66% | Percentage of small business owners participating in the survey who say recent fluctuations in the stock market have not changed their business outlook
49% | Are concerned that a recession could impact the overall success of their company during the next year.


“While we saw a slight dip in optimism compared to Fall 2018, small business owners are still making strategic investments in their businesses, while paying close attention to the uncertainty in the stock market and evaluating the potential impact of a recession,” said Jenn Flynn, head of small business bank at Capital One.”

Following are key themes uncovered by the Spring 2019 Small Business Growth Index:

Small business owners think stock market volatility will impact their business, but many have yet to feel the effect.

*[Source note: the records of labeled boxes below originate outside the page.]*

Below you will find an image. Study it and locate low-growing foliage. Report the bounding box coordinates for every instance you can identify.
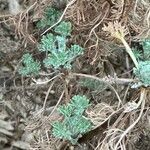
[134,61,150,87]
[52,95,92,144]
[20,8,83,75]
[133,39,150,87]
[19,53,40,76]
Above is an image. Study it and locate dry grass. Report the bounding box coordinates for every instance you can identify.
[0,0,150,150]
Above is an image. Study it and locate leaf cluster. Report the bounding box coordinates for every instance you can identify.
[132,39,150,61]
[19,53,41,76]
[133,39,150,87]
[133,61,150,87]
[52,95,92,144]
[39,21,83,69]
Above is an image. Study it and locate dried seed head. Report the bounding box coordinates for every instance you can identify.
[102,21,128,39]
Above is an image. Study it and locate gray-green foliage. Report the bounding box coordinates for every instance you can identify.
[133,39,150,87]
[132,39,150,61]
[134,61,150,86]
[19,53,40,76]
[37,7,61,29]
[142,39,150,60]
[19,8,83,75]
[39,21,83,69]
[52,95,92,144]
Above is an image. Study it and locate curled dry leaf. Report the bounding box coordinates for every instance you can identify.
[102,21,128,39]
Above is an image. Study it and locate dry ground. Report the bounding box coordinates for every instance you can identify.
[0,0,150,150]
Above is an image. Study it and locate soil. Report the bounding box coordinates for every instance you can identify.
[0,0,150,150]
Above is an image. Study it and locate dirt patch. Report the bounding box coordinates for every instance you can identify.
[0,0,150,150]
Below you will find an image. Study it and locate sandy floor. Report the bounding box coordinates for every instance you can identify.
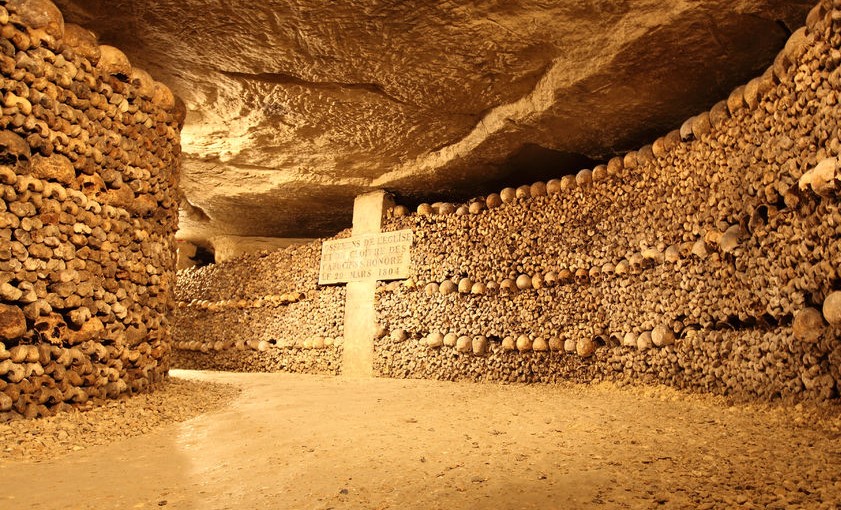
[0,372,841,509]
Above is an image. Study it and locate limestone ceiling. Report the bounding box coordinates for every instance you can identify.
[57,0,812,245]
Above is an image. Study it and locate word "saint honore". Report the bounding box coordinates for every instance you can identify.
[318,230,414,285]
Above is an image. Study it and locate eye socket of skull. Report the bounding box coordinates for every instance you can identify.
[0,131,32,165]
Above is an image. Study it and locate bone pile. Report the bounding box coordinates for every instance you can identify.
[173,242,345,374]
[375,0,841,400]
[0,0,184,421]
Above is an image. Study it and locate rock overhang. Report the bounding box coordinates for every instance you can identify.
[52,0,813,243]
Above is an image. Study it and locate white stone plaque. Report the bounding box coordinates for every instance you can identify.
[318,229,414,285]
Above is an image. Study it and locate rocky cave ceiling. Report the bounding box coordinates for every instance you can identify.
[56,0,813,247]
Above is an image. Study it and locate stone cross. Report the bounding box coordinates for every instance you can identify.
[318,191,412,377]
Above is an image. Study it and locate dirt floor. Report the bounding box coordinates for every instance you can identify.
[0,371,841,509]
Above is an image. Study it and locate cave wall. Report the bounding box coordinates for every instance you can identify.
[173,241,348,374]
[376,5,841,399]
[172,2,841,400]
[0,1,183,420]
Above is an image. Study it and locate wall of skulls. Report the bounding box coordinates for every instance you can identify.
[173,239,348,374]
[0,0,184,421]
[176,0,841,400]
[375,1,841,400]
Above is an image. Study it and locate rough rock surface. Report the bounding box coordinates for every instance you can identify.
[57,0,813,240]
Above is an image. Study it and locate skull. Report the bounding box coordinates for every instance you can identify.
[628,253,645,274]
[76,174,106,202]
[558,269,575,285]
[35,312,67,345]
[499,278,517,296]
[131,67,155,99]
[0,131,32,166]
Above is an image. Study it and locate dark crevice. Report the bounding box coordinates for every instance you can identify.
[219,71,409,105]
[776,19,793,38]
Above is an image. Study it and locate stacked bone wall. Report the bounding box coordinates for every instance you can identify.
[0,0,183,420]
[173,242,345,374]
[375,2,841,399]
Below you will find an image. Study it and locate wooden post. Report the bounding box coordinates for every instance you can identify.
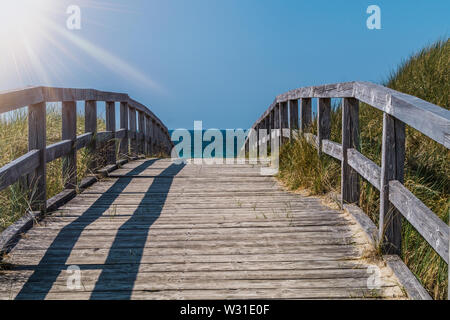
[341,98,359,205]
[280,101,289,145]
[273,103,281,145]
[28,102,47,211]
[120,102,129,158]
[289,100,298,141]
[105,101,116,164]
[84,101,97,170]
[138,111,145,154]
[317,98,331,155]
[129,108,137,157]
[61,101,77,189]
[145,117,152,156]
[300,98,312,133]
[267,109,275,151]
[379,113,405,255]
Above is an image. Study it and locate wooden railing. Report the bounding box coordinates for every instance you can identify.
[0,87,172,211]
[245,82,450,272]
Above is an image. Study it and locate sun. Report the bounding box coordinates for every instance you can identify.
[0,0,54,43]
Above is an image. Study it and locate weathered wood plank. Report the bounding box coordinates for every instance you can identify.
[317,98,331,154]
[84,100,97,170]
[45,140,72,163]
[300,98,312,133]
[322,139,342,161]
[105,101,117,164]
[347,148,381,190]
[117,102,129,157]
[379,113,405,255]
[389,180,449,263]
[61,101,77,189]
[28,102,47,211]
[383,255,432,300]
[341,98,359,205]
[0,150,40,191]
[75,132,94,150]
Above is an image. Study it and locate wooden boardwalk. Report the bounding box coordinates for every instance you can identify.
[0,159,404,299]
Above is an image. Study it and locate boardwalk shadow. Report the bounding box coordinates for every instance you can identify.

49% | Percentage of owners who are (or will be) more conservative on inventory or supply management due to stock market volatility
34% | Percentage who say stock market volatility may impact their ability to expand and grow their business
27% | Say they are not (or may not be) able to hire new employees
40% | percent of SBOs report an increase in sales over the past six months.
59% | Say they believe conditions are good or excellent (down from 67 percent in October 2018)

For some owners, a tight labor market is impacting their ability to hire. Many of those who plan to hire are competing for talent with their pocketbooks.

29%| Plan to hire in the next six months, down from 33 percent in Fall 2018
29% | Do not plan to hire, percent say they would like to but are nervous to take on the added expense due to economic conditions
28% | Percentage who say they cannot find the right talent
24% | Say they don’t have the financial resources to hire
76% | Among those who plan on hiring in the next months, the percentage who say they are providing industry-leading or competitive salaries
47% | The percentage who say they are providing more benefits to employees
43% | The percentage who say they are marketing their business as a great place to work
35% | Among those who plan on hiring in the next months, the percentage investing in differentiated or modern office perk
29% | Among those who plan on hiring in the next months, the percentage who say are providing an option for flexible work environments
34% | Among those who plan on hiring in the next months, the percentage that has leveraged the gig economy for their business

Half of the respondents feel the tax plan has been generally positive for small businesses, yet many feel they will actually pay about the same in taxes

51% | Percentage who say the tax plan has been positive for small business.
57% | Percentage of male business owners say the plan has been positive for small business
41% | Percentage of female business owners who say the plan has been positive for small business
54% | Percentage of business owners who think they will pay about the same in taxes this year


23% | Percentage of all small business owners who feel pressure to change aspects of their business, like customer experience or innovation driven by large companies.

“Change is a constant for small business owners, and it’s encouraging to see leaders remain resilient as they interpret new things like tax reform and the impact of technology,” said Brad Jiulianti, head of small business card at Capital One.